The youngest person convicted of a terrorism offence in the UK - who plotted to murder police in Australia on Anzac Day aged 14 - can be freed from jail, the Parole Board has ruled.
The 20-year-old, from Blackburn, who can only be identified as RXG, sent encrypted messages inciting an Australian to launch attacks in 2015.
He was jailed for life that year after admitting inciting terrorism overseas.
But the Parole Board now says it is "satisfied" he is suitable for release.
"After considering the circumstances of his offending, the progress made while in detention, and the evidence presented at the hearings, the panel was satisfied that RXG was suitable for release," the board said in a document detailing the decision.
During his trial, the court heard how at the age of 14, the boy adopted an older persona in messages to alleged Australian jihadist Sevdet Besim, 18, instructing him to kill police officers at the remembrance parade.
He sent thousands of messages suggesting Mr Besim get his "first taste of beheading" by attacking "a proper lonely person".
Australian police were alerted to the plot after British officers discovered material on the teenager's phone.
A written summary of the Parole Board decision reveals that two hearings took place to consider the decision - hearings that included evidence from RXG himself.

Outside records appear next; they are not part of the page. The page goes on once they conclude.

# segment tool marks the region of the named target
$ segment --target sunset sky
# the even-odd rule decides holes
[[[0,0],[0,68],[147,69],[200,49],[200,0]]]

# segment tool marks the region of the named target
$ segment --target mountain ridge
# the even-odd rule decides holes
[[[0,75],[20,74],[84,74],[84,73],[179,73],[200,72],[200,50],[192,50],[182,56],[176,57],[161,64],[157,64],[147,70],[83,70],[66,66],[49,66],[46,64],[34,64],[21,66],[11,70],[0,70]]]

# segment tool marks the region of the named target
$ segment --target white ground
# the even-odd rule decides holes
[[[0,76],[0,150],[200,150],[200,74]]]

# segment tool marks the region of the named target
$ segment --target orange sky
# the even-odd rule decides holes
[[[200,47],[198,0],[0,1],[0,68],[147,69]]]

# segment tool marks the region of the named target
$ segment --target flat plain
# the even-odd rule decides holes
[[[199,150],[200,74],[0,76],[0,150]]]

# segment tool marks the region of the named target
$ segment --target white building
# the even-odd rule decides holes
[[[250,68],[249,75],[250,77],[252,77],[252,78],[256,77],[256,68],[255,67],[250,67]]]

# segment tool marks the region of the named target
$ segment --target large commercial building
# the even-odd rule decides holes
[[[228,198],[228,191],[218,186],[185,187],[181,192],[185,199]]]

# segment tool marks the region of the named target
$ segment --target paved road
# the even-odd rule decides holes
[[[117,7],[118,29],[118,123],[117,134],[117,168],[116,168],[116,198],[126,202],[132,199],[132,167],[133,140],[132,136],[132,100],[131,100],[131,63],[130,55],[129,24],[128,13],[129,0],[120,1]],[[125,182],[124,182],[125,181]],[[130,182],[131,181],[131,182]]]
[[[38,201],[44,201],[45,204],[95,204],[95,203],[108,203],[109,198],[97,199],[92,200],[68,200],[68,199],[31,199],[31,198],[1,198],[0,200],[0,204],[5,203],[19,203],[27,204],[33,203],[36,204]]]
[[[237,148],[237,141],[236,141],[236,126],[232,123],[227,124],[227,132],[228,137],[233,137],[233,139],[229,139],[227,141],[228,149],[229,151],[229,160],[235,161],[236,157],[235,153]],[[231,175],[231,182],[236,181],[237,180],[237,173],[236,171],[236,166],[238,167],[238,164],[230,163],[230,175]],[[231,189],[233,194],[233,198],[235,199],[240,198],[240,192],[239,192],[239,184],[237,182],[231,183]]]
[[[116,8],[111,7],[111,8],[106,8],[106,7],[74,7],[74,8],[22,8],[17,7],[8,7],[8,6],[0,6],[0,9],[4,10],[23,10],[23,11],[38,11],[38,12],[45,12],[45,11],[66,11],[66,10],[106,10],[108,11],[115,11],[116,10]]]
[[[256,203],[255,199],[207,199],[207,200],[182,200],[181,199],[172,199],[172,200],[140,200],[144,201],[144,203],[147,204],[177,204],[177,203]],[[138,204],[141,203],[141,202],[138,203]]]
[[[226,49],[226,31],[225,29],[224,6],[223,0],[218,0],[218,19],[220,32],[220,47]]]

The summary records that "no-one at the hearing considered there to be a need for further time" in custody and that "all necessary work had been completed".
RXG, who became eligible for parole in October, is said to have "undertaken extensive specialist work in detention to address his offending behaviour, his understanding of Islam and to develop his level of maturity".
The Parole Board panel noted that "considerable progress that had been made", the summary records.
License conditions for the 20-year-old a requirement to live at designated address, wearing an electronic tag, and limits on his contacts, movements and activities.
A ban on identifying RXG, made when he was sentenced, would normally have expired on his 18th birthday, but a number of media organisations made representations to the High Court, arguing that he should be named.
But in 2019, the court ruled identifying him was likely to cause him "serious harm", and so granted him lifelong anonymity.
The decision taken by the judge, Dame Victoria Sharp, has only been made in a small number of cases.
In 2016, two brothers who had tortured other children in South Yorkshire were granted lifelong anonymity.
Lifelong anonymity under new identities was also been granted after release to Mary Bell, the Newcastle child killer; Maxine Carr, who obstructed police investigating the 2002 Soham murders by her partner Ian Huntley; and Jon Venables and Robert Thompson, who murdered Liverpool toddler James Bulger.